Détermination et définition du CES :

Vous trouverez dans cette section l’ensemble des éléments concernant le CES ou Coefficient d’Emprise au Sol.

Attention : Les lois changent et les conditions de calcul évoluent.

Exemple et définition du coefficient d'emprise au sol

Qu’est ce que le CES ?

Le CES ou coefficient d’emprise au sol est un coefficient fourni par l’administration (Mairie, DDE) permettant de définir la surface constructible de chaque parcelle ou plutôt l’impact en terme de surface. Le CES , comme l’ancien COS ,peut être différent sur deux parcelles contiguës ou même être différent sur une même parcelle.

Pour connaitre le CES applicable à votre parcelle, la première démarche est d’obtenir auprès des services instructeurs (Mairie, DDE, etc..) le règlement régissant la zone dans laquelle est incluse votre parcelle. La zone est fournie par le POS (Plan d’Occupation du Sol) ou PLU (Plan Local d’Urbanisme).

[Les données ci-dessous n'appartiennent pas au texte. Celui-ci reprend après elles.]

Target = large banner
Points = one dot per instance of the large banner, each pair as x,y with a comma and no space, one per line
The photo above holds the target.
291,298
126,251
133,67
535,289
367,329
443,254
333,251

Le PLU ou plan local d’urbanisme définit la zone dont dépend votre parcelle et donne les orientations de constructibilités. Sur le règlement dont dépend votre parcelle, il sera certainement indiqué le CES (Coefficient d’Emprise au Sol) autorisé.

 Le C.E.S. est une manière de restreindre le bétonnage totale d’une parcelle, ce C.E.S. ou Coefficient d’Emprise au Sol est établi pour conserver des espaces verts. Le Coefficient d’Emprise au Sol est très souvent couplé à la définition d’une surface minimale d’espaces verts de pleine terre (1m de hauteur au minimum) à conserver sur la parcelle.

le CES en architecture, en construction ou en Urbanisme est le même, le coefficient d’emprise au sol permet de limiter l’imperméabilisation des sols et ainsi éviter les inondations lors de gros épisodes pluvieux.

Pour compléter le CES, les PLU imposent de plus en plus de la pleine terre et des bassins de rétentions d’eaux qui ainsi réduisent dans le temps l’apport sur les réseaux communs d’eaux liés aux orages.

Emprise au SOL Exemple

La définition du Coefficient d’Emprise au Sol est basé sur l’article R. 420-1 du Code de l’urbanisme :

 » Article R*420-1

Modifié par Décret n°2014-253 du 27 février 2014 – art. 4

L’emprise au sol au sens du présent livre est la projection verticale du volume de la construction, tous débords et surplombs inclus.

Toutefois, les ornements tels que les éléments de modénature et les marquises sont exclus, ainsi que les débords de toiture lorsqu’ils ne sont pas soutenus par des poteaux ou des encorbellements.

NOTA :

Décret n° 2014-253 du 27 février 2014 article 9 : Les présentes dispositions sont applicables aux demandes d’autorisation déposées à compter du 1er avril 2014. »

Comment interpréter le CES ?

Le coefficient d’emprise au sol permet aux mairies de gérer l’impact au sol des constructions permettant de limiter l’étalement.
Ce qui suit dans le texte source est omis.